Hetzner: Dedicated Root Servers AMD Ryzen : https://www.hetzner.de/us/hosting/produktmatrix/rootserver-a...

* AMD Ryzen 5 1600X

* AMD Ryzen 7 1700X


But it is in germany - sort of police state in term of Internet. No thanks.


In Autumn 2017 there's going to be a new Hetzner datacenter in Finland [0].

[0] https://www.hetzner.de/it/hosting/presse/info-0916


I used Hetzner services until I received an email from there about some of their servers being infected in the RAM.

Here is the email that I received in 2013:

Dear Client

At the end of last week, Hetzner technicians discovered a "backdoor" in one of our internal monitoring systems (Nagios).

An investigation was launched immediately and showed that the administration interface for dedicated root servers (Robot) had also been affected. Current findings would suggest that fragments of our client database had been copied externally.

As a result, we currently have to consider the client data stored in our Robot as compromised.

To our knowledge, the malicious program that we have discovered is as yet unknown and has never appeared before.

The malicious code used in the "backdoor" exclusively infects the RAM. First analysis suggests that the malicious code directly infiltrates running Apache and sshd processes. Here, the infection neither modifies the binaries of the service which has been compromised, nor does it restart the service which has been affected.

The standard techniques used for analysis such as the examination of checksum or tools such as "rkhunter" are therefore not able to track down the malicious code.

We have commissioned an external security company with a detailed analysis of the incident to support our in-house administrators. At this stage, analysis of the incident has not yet been completed.

The access passwords for your Robot client account are stored in our database as Hash (SHA256) with salt. As a precaution, we recommend that you change your client passwords in the Robot.

With credit cards, only the last three digits of the card number, the card type and the expiry date are saved in our systems. All other card data is saved solely by our payment service provider and referenced via a pseudo card number. Therefore, as far as we are aware, credit card data has not been compromised.
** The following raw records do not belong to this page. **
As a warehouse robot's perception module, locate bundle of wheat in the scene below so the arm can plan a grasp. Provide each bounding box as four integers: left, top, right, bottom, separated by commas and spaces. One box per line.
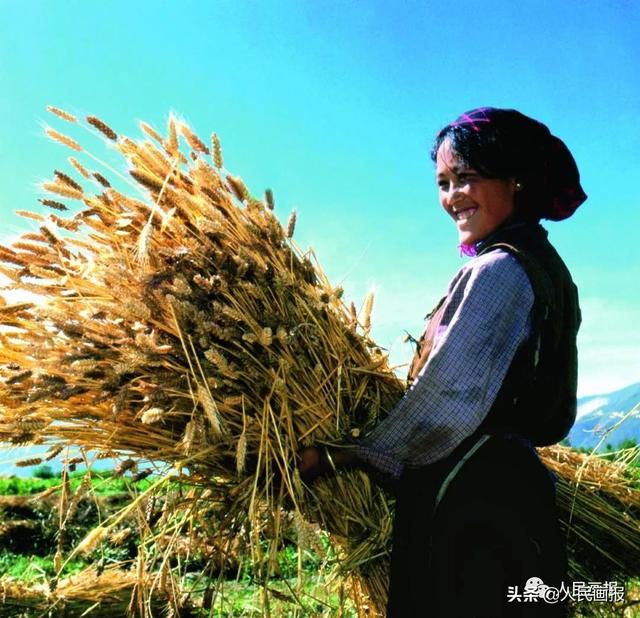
0, 108, 638, 614
0, 568, 172, 618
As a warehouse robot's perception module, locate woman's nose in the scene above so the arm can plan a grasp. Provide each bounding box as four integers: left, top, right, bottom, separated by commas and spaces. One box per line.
447, 181, 463, 201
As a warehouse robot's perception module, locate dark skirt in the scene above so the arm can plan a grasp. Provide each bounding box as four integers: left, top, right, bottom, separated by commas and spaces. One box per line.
387, 437, 567, 618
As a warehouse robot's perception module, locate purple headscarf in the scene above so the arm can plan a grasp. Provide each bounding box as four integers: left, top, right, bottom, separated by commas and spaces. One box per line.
434, 107, 587, 221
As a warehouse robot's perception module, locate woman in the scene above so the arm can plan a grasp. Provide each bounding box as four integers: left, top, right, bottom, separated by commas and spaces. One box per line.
300, 108, 586, 618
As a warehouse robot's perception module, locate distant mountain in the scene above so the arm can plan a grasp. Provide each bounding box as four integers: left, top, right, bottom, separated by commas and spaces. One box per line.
569, 382, 640, 450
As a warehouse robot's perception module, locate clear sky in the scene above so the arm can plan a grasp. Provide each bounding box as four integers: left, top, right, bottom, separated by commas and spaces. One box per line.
0, 0, 640, 395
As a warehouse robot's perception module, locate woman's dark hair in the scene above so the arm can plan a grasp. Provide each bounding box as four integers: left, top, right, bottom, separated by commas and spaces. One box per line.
431, 108, 552, 220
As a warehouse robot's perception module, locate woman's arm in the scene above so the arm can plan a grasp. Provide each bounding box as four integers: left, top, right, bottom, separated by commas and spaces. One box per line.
356, 250, 534, 477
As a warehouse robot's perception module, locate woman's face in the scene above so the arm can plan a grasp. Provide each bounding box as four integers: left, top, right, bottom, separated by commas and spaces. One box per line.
436, 139, 516, 245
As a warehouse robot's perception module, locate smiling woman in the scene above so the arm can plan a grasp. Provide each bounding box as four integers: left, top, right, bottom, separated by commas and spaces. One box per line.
436, 139, 522, 245
301, 108, 586, 618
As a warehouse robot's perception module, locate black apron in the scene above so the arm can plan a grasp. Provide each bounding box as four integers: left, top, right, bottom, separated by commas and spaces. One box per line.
387, 435, 567, 618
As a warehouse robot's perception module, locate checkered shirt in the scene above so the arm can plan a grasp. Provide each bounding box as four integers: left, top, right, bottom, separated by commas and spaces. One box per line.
356, 249, 534, 478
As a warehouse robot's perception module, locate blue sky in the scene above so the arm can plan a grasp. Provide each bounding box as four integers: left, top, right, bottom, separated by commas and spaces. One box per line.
0, 0, 640, 394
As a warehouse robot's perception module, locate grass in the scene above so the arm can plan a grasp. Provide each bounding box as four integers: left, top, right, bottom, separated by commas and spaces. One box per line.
0, 470, 153, 496
0, 549, 87, 584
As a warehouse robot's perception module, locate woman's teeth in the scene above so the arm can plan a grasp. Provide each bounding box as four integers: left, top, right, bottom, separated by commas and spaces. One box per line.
454, 208, 478, 221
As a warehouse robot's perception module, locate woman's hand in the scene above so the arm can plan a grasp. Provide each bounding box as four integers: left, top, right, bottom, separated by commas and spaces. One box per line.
298, 446, 357, 485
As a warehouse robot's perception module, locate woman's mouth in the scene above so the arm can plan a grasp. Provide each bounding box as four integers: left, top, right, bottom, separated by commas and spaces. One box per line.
453, 206, 478, 221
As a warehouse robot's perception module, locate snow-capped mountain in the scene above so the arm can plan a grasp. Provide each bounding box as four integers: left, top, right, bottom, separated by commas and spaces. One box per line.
569, 382, 640, 450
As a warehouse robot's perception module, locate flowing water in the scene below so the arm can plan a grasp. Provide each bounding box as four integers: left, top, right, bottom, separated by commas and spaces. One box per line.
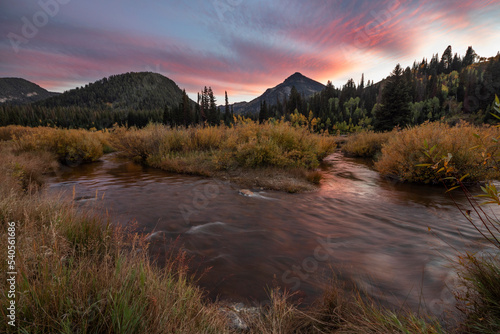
49, 153, 496, 316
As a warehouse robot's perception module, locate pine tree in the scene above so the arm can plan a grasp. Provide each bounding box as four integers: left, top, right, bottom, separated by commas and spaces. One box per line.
259, 100, 268, 124
462, 46, 477, 67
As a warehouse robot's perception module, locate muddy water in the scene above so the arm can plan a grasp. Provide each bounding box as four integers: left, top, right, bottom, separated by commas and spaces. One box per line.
49, 153, 496, 316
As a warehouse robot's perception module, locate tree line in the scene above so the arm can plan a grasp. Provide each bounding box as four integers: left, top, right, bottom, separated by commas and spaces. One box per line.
0, 46, 500, 133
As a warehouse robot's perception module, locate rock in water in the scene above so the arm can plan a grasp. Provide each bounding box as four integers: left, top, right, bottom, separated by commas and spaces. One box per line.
238, 189, 255, 197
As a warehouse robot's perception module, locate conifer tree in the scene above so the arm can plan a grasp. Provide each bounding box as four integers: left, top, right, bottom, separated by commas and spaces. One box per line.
374, 64, 411, 131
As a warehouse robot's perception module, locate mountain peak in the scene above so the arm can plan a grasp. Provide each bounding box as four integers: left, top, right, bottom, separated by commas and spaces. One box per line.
235, 72, 325, 114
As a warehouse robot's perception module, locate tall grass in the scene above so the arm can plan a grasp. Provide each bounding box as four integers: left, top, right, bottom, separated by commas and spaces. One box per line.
342, 131, 396, 158
10, 127, 111, 165
0, 144, 226, 333
375, 122, 500, 183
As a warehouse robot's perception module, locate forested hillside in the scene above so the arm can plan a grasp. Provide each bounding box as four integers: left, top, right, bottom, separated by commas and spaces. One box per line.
262, 46, 500, 132
0, 78, 58, 105
38, 72, 187, 110
0, 46, 500, 132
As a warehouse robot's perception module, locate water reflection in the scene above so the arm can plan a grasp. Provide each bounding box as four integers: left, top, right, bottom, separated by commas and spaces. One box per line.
49, 153, 496, 315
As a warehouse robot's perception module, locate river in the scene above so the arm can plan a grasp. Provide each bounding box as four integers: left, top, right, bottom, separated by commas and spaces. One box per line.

Hetzner technicians are permanently working on localising and preventing possible security vulnerabilities as well as ensuring that our systems and infrastructure are kept as safe as possible. Data security is a very high priority for us. To expedite clarification further, we have reported this incident to the data security authority concerned.

Furthermore, we are in contact with the Federal Criminal Police Office (BKA) in regard to this incident.

Naturally, we shall inform you of new developments immediately.

We very much regret this incident and thank you for your understanding and trust in us.

A special FAQs page has been set up at http://wiki.hetzner.de/index.php/Security_Issue/en to assist you with further enquiries.

Kind regards

Martin Hetzner


This really needs a website that has a more modern feel to it. It doesn't exactly evoke trust.


Check out Berkshire Hathaway's website. http://www.berkshirehathaway.com


You've really done a great job when the site explicitly has to state "Official Website"...


They are one of the largest server hosts in the world.


that doesn't have anything to do with my comment.


if you care more about websites with a "modern feel". I'm sure companies like amazon and google are more than happy to charge you 10x more money for it.


Chridal is right though, there's lots of SQLi bugs on Hetzner. Not something you get on AWS or GCP.

Hetzners website looks like an old shitty PHP hack because it very much is one.